Function Help
Hello all,
I am working on a function to determine the date of the first saturday of
the month.
Currently I have:
CREATE FUNCTION first_saturday(date)
RETURNS date
AS '
Select CASE WHEN date_part(\'dow\',\'$1\'::DATE)=0 THEN date(\'$1\')+6
WHEN date_part(\'dow\',\'$1\'::DATE)=1 THEN date(\'$1\')+5
WHEN date_part(\'dow\',\'$1\'::DATE)=2 THEN date(\'$1\')+4
WHEN date_part(\'dow\',\'$1\'::DATE)=3 THEN date(\'$1\')+3
WHEN date_part(\'dow\',\'$1\'::DATE)=4 THEN date(\'$1\')+2
WHEN date_part(\'dow\',\'$1\'::DATE)=5 THEN date(\'$1\')+1
WHEN date_part(\'dow\',\'$1\'::DATE)=6 THEN date(\'$1\')+0
END'LANGUAGE 'sql'
I get an error that $1 is not a valid date.
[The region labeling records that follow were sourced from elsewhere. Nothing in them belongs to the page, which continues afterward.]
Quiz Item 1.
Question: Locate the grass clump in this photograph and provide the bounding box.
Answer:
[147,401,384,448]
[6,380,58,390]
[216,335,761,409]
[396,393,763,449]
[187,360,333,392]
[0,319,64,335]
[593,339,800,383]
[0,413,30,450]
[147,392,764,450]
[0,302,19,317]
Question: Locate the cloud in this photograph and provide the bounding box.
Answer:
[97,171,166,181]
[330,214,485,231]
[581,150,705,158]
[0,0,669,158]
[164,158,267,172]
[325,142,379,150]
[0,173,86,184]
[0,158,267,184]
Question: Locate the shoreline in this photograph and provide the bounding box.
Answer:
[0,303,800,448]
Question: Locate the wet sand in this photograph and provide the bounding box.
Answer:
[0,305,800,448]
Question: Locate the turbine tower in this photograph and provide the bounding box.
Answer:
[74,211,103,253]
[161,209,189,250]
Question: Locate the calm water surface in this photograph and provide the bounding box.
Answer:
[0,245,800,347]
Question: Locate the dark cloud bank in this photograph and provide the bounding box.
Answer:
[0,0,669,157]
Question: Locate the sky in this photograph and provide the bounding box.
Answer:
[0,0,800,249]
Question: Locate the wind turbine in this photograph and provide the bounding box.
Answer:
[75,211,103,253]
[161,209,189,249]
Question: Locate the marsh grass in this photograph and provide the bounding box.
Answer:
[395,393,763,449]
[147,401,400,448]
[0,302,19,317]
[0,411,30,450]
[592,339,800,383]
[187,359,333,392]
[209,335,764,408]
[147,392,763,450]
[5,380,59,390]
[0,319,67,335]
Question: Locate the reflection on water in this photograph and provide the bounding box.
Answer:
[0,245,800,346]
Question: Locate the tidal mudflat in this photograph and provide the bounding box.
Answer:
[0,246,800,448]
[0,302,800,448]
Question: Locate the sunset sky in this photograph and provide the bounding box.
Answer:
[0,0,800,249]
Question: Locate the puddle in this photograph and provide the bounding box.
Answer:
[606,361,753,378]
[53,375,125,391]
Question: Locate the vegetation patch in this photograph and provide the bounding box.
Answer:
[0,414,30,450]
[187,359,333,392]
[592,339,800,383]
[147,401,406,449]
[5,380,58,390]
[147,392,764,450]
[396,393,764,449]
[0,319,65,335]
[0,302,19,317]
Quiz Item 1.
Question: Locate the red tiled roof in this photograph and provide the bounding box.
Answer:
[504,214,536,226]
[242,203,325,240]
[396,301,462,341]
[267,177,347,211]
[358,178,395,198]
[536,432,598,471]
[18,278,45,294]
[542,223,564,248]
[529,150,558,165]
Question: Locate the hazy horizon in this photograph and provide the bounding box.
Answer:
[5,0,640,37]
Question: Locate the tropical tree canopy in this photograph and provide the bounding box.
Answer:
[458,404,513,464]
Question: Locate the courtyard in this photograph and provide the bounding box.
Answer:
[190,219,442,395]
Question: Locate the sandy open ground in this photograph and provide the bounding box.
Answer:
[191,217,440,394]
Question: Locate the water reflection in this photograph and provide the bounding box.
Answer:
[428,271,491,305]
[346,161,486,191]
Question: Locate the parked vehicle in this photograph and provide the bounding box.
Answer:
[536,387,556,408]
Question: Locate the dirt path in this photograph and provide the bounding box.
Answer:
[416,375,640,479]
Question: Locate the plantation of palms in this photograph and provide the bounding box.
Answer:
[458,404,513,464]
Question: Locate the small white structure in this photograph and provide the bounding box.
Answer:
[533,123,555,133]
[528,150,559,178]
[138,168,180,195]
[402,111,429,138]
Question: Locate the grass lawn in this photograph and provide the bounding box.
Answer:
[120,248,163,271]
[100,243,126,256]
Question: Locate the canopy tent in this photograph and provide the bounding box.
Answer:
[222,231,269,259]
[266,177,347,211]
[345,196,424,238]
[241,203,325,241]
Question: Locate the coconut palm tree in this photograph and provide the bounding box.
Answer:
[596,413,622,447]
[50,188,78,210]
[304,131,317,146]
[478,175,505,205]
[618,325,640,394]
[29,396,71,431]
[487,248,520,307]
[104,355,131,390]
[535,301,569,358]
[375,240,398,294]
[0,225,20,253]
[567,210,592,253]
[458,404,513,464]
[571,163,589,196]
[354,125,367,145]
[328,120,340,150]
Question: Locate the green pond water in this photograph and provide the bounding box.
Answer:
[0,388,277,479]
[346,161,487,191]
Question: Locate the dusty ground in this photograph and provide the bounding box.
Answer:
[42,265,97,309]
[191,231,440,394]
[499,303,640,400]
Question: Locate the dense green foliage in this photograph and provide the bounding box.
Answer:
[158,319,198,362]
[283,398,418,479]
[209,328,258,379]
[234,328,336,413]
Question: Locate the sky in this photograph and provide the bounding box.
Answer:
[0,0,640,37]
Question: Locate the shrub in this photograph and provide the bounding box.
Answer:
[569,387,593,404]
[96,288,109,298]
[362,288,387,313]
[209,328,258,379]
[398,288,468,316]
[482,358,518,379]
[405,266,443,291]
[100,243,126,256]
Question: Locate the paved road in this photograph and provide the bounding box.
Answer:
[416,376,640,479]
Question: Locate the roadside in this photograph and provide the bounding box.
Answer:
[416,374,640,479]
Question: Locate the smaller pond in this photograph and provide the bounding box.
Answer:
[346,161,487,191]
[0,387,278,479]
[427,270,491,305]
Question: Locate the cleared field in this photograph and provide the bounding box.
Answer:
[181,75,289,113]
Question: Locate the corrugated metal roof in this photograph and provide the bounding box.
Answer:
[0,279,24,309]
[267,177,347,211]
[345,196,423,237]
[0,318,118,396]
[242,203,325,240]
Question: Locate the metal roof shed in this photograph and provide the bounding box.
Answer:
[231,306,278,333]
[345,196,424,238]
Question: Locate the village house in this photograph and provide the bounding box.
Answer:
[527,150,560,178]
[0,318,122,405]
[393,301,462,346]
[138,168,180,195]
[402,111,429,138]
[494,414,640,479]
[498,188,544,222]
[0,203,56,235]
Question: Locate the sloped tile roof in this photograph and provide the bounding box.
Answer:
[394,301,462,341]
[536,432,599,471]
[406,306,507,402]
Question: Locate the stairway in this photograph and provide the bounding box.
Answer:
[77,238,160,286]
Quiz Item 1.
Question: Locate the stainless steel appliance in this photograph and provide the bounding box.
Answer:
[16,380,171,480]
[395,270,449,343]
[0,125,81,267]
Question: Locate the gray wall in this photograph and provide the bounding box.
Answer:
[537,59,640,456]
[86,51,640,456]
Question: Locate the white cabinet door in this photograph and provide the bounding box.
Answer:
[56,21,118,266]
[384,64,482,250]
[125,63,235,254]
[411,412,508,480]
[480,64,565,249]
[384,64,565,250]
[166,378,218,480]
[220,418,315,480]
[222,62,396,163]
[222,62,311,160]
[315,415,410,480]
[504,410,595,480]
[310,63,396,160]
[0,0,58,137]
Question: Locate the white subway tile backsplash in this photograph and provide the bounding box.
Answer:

But I want that to be the
variable I enter...
what Am I doing wrong???
Brian C. Doyle writes:
CREATE FUNCTION first_saturday(date)
RETURNS date
AS '
Select CASE WHEN date_part(\'dow\',\'$1\'::DATE)=0 THEN date(\'$1\')+6
WHEN date_part(\'dow\',\'$1\'::DATE)=1 THEN date(\'$1\')+5
WHEN date_part(\'dow\',\'$1\'::DATE)=2 THEN date(\'$1\')+4
WHEN date_part(\'dow\',\'$1\'::DATE)=3 THEN date(\'$1\')+3
WHEN date_part(\'dow\',\'$1\'::DATE)=4 THEN date(\'$1\')+2
WHEN date_part(\'dow\',\'$1\'::DATE)=5 THEN date(\'$1\')+1
WHEN date_part(\'dow\',\'$1\'::DATE)=6 THEN date(\'$1\')+0
END'LANGUAGE 'sql'I get an error that $1 is not a valid date.
Don't quote the $1. E.g.,
WHEN date_part(\'dow\',$1)=6 THEN date($1)+0
The $1 etc. are not macros, they are identifiers representing a typed
expression.
--
Peter Eisentraut peter_e@gmx.net http://funkturm.homeip.net/~peter
That was it... I knew it was something simple.. Thanks Peter!!!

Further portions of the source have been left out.